According to the predefined pathway of both POCT and CLT for glucose testing, the TAT of each test analysed using POCT should be at least 5 minutes faster than using CLT. However, we found that 2% of tests were inconsistent. The TAT of POCT was only faster than CLT by three minutes. Based on interviews with personnel, we conclude two possible causes. Firstly, wireless connection was temporarily inaccessible and resulted in transfer delay. Secondly, there was inconsistent pre-analytical sample preparation. Thus, we suggest medical institutions that choose to use POCT for inpatient care should develop SOPs and improve network equipment in the near future.
To verify whether the Rightest GM700 Pro can produce clinically accurate blood glucose results to support medical decision-making, we referred to the accuracy criteria specified in the FDA’s POCT draft guidance and ISO 15197:2013 for the evaluation [16,17]. The results showed that this device meets both numerical accuracy criteria.
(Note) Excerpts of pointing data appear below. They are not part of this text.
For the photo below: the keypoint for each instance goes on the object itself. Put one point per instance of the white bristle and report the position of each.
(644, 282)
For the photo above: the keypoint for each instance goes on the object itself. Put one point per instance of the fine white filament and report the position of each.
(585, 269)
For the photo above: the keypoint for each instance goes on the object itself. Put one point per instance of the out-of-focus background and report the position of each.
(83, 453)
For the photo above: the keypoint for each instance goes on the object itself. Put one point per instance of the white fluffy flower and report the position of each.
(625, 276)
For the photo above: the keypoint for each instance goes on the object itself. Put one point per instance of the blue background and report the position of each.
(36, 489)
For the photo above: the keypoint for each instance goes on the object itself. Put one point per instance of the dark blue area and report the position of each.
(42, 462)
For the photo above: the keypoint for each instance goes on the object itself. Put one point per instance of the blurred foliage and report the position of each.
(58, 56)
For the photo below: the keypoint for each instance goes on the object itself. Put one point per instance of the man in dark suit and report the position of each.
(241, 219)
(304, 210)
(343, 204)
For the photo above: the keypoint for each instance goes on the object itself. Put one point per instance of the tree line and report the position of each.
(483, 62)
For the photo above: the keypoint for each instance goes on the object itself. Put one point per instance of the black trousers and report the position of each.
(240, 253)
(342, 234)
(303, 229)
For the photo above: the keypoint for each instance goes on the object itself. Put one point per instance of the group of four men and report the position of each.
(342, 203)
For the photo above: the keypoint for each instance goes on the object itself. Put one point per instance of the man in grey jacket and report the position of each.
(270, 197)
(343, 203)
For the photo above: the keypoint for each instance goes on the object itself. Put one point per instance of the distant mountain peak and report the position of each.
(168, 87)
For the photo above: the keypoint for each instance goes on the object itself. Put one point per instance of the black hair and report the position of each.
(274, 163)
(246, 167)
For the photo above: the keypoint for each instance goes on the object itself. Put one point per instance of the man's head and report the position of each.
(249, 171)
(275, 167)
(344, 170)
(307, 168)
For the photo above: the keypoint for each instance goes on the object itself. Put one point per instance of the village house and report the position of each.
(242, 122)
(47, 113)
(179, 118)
However, during the study and training period, we found that failure of HCP’s in following proper operating procedures resulted in test errors in the workflow even if an accurate system was used. For example, pre-analytical error results from poor sampling or strip storage could cause inaccuracy or improper data-handing could result in post-analytical errors [13]. In order to ensure the test quality prior to operation, relevant knowledge and training related to the device must be provided to HCPs.
Although CLT remains the gold standard in clinical practice, its main disadvantage is that its analysis is remotely located away from the patient, thereby increasing the TAT for starting treatment based on the testing result. The Rightest POCT system is regarded as a relatively accurate form of glucose management and has also been considered small, simple to use, easily interpretable and stable, which can effectively increase the speed and frequency of glucose testing. Therefore, if hospitals are able to develop the SOPs, quality assurance and training protocol for this system, there will be benefits in terms of improving treatment adherence, patient satisfaction and diabetes management.
Limitation
Though the overall number of subjects exceeded the minimum requirement addressed in ISO 15197:2013 and USFDA POC, the sample proportion of low glucose concentration were few. In addition, the sample variation was limited, and cohort studies in different care units are required to validate the results. In addition, the cost of POCT and CLT were not compared, due to lack of specific costs to individual elements of a care process. The National Health Care Insurance has no distinct insurance coverage of these two pathways yet.
Conclusion
From the study, we conclude that people with DM or especially impaired glucose intolerance should be diagnosed using the traditional CLT procedure. However, the POCT blood glucose monitoring system is more convenient; thus, we suggest that this device be used in day care cases, outpatient clinics and general practice to improve efficiency and reduce patient waiting time.